The achievements are just two of many notched by Swift this week, as she also moved a staggering 1.578 million equivalent album units of Midnights, according to Luminate — the largest first-week number of her career, and second only to Adele’s 25 (3.38 million in 2015) for any artist in the streaming era, since the Billboard 200 switched from a pure sales to equivalent-album model in December 2014. That also includes 575,000 in vinyl sales, a number that triples the previous weekly record (set earlier this year by Harry Styles’ Harry’s House with 182,000).

How was Swift able to crash the charts in such historic fashion this week, 16 years into her professional career? Let’s examine some of the factors below.

1. The culmination of a quarter-decade’s good will and smart decisions. At the turn of the decade, Taylor Swift’s stats were still mighty, but trending in the wrong direction: reputation‘s first-week number of 1.238 million in 2017 represented a slight dip from the 1.287 million units moved by 1989 in its first week in 2014, while 2019’s Lover became her first album since 2008 sophomore set Fearless to miss the million mark, moving 867,000 units. (It was also her first album since 2010’s Speak Now not to generate a Hot 100 No. 1, with lead singles “ME!” and “You Need to Calm Down” both peaking at No. 2.) The sets drew mostly positive reviews, but neither was received as rapturously as 1989 or 2012’s Red.
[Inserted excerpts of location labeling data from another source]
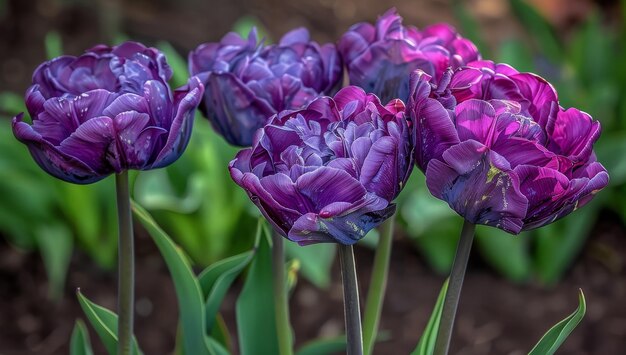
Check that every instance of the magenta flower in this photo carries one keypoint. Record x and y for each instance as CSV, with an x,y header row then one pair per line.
x,y
106,111
495,144
381,58
248,82
329,172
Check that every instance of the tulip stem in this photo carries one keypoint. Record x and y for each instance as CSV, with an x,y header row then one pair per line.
x,y
378,285
351,304
281,302
451,302
126,266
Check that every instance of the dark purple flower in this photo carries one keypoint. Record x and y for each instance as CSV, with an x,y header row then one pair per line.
x,y
495,144
106,111
329,172
248,82
381,58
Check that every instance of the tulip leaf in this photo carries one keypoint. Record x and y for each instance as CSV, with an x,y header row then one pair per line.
x,y
188,293
216,347
217,278
553,339
79,342
315,261
426,345
219,332
105,323
245,24
256,324
324,346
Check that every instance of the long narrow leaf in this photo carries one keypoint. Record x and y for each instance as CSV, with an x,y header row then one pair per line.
x,y
426,345
216,280
80,343
324,346
190,302
104,322
553,339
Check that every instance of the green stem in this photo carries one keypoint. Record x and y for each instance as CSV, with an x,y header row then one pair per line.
x,y
451,302
378,285
351,301
126,266
281,303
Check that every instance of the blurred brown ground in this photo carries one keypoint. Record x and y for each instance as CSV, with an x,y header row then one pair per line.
x,y
495,317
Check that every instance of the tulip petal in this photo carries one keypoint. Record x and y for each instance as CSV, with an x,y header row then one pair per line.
x,y
347,229
573,134
379,170
50,159
94,144
479,185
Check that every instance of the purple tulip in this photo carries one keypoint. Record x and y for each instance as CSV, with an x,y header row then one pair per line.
x,y
329,172
495,144
248,82
106,111
381,58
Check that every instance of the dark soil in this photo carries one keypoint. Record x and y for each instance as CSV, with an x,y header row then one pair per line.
x,y
495,317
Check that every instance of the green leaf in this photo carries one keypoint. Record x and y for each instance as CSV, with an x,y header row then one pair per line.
x,y
426,345
245,24
217,278
315,261
508,254
54,44
216,347
220,333
55,244
324,346
80,343
105,323
188,293
553,339
558,243
256,324
541,31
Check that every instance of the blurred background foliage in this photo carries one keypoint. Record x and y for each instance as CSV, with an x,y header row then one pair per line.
x,y
198,205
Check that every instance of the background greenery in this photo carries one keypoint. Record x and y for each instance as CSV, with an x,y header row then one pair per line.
x,y
196,203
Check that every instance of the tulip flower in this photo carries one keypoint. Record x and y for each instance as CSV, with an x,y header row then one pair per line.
x,y
380,58
496,146
106,111
329,172
247,82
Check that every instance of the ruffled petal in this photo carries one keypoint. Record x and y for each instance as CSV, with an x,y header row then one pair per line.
x,y
479,185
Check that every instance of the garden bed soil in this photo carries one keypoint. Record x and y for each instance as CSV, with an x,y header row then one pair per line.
x,y
495,316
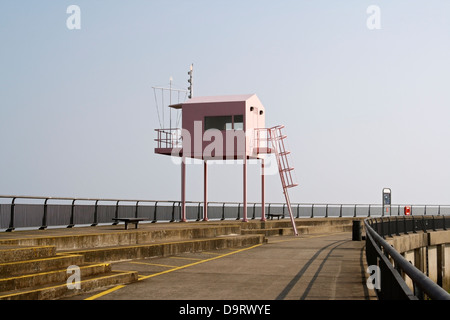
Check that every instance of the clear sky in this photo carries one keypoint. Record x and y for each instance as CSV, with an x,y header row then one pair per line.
x,y
363,108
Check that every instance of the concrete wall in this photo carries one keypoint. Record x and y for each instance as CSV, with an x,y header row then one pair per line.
x,y
429,252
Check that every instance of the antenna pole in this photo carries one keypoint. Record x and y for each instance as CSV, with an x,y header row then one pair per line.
x,y
170,103
191,84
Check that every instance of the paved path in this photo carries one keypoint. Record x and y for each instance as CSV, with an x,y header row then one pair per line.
x,y
308,267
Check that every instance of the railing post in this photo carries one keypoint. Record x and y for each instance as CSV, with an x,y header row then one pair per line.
x,y
136,209
173,212
116,213
11,219
95,223
254,211
239,212
72,212
198,211
223,212
44,218
154,212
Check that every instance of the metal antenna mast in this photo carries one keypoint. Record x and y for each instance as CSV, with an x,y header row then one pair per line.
x,y
191,83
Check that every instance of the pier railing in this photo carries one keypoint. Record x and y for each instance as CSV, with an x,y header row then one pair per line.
x,y
392,266
43,212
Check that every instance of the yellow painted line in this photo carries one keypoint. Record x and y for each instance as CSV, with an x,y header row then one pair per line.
x,y
184,258
36,260
201,261
154,264
51,272
105,292
59,286
25,248
307,237
212,253
138,245
175,269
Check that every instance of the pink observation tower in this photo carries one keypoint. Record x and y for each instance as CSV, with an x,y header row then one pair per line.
x,y
225,128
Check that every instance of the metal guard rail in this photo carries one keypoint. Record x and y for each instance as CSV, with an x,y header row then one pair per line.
x,y
380,252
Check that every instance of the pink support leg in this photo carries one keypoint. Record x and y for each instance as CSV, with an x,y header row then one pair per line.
x,y
245,190
263,203
205,191
183,189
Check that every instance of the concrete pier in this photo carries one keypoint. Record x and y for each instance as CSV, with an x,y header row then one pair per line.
x,y
321,263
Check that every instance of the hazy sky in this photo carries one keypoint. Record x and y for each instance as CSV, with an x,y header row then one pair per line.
x,y
363,108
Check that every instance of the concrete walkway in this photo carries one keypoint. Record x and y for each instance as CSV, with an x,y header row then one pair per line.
x,y
308,267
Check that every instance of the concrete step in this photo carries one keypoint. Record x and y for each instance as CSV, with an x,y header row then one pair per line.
x,y
111,236
167,248
11,253
59,290
24,267
56,276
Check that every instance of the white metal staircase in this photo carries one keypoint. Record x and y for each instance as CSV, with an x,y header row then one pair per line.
x,y
272,140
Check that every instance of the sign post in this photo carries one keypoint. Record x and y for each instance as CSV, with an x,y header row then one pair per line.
x,y
386,202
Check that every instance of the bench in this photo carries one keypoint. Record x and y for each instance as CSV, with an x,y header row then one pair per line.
x,y
130,220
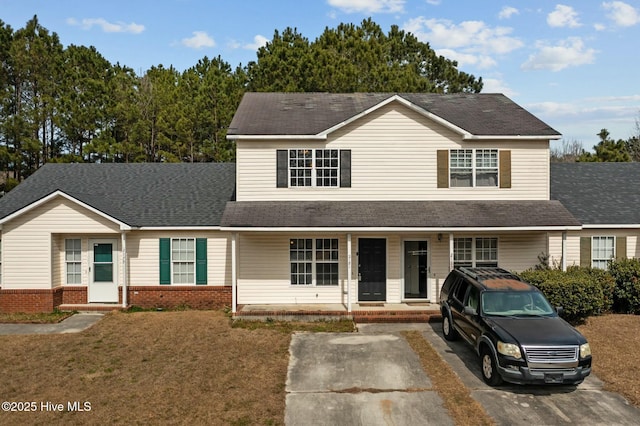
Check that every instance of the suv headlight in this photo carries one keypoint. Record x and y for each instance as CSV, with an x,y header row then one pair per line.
x,y
509,349
585,350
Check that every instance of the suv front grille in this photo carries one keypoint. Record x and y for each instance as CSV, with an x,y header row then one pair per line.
x,y
551,354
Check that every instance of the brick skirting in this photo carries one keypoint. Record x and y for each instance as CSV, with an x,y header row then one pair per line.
x,y
166,297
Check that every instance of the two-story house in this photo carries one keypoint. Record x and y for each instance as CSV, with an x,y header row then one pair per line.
x,y
346,198
334,199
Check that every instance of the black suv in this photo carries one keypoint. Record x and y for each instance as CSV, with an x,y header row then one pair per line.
x,y
518,335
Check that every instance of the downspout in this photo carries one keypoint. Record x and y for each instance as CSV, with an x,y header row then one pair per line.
x,y
564,251
349,273
450,251
234,301
123,239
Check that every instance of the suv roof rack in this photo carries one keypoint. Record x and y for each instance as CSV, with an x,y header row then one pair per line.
x,y
483,273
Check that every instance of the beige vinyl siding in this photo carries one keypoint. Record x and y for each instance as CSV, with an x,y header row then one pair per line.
x,y
573,244
143,248
28,245
393,157
517,252
264,271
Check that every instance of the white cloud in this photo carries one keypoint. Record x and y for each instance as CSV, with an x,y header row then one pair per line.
x,y
107,27
507,12
369,6
567,53
469,42
258,42
621,13
199,40
563,16
468,34
464,59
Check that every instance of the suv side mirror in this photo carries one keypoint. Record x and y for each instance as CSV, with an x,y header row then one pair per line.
x,y
468,310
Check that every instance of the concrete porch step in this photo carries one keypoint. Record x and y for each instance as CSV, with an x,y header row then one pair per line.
x,y
367,317
92,307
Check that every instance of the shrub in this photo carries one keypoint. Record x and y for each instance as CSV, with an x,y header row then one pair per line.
x,y
581,292
626,274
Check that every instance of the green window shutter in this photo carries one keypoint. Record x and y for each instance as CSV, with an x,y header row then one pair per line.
x,y
443,168
585,251
201,260
345,168
505,169
282,168
621,248
165,261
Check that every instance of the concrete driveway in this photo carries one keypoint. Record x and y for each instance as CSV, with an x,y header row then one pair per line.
x,y
585,404
358,379
374,378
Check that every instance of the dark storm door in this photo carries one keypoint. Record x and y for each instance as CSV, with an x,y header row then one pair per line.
x,y
372,269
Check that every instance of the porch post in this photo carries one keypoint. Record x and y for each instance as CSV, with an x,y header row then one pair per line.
x,y
123,238
234,301
564,251
348,273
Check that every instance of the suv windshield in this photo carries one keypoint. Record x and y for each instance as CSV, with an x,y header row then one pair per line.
x,y
519,303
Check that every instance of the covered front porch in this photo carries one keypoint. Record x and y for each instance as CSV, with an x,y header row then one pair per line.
x,y
360,312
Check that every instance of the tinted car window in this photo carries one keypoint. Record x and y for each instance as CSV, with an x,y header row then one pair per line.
x,y
461,289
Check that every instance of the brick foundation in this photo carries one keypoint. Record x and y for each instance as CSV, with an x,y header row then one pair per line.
x,y
166,297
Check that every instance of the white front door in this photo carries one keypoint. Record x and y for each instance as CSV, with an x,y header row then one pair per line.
x,y
103,271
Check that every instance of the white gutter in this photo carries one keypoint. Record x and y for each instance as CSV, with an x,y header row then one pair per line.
x,y
178,228
349,269
123,238
234,301
611,226
398,229
564,252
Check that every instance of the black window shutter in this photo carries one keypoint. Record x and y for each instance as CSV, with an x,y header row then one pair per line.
x,y
165,261
201,260
282,168
345,168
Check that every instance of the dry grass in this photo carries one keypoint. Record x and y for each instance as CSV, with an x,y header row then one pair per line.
x,y
615,345
150,368
455,395
193,367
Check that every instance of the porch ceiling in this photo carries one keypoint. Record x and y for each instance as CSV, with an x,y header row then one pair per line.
x,y
398,214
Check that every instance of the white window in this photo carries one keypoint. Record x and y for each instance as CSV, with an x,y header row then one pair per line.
x,y
473,167
183,260
306,261
602,251
73,260
314,167
475,252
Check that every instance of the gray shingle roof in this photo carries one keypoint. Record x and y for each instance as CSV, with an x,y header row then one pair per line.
x,y
138,194
313,113
408,214
598,193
Swift’s first release of the new decade, 2020’s surprise-announced indie-folk swerve Folklore, didn’t totally reverse these trends — its first-week number of 846,000 was slightly lower than Lover‘s — but it did alter her overall momentum, drawing her strongest reviews and fan response since 1989 (as well as her first album of the year Grammy win since that set). Evermore, released later that year as something of a complement to Folklore, drew much smaller numbers of 329,000 but also positive reviews and another AOTY nod — and the twin LPs proved enduring, topping the Billboard 200 albums chart for a combined 12 weeks, where Lover reigned for just its debut week. (Both also produced Hot 100 No. 1s, in “Cardigan” and “Willow,” respectively.)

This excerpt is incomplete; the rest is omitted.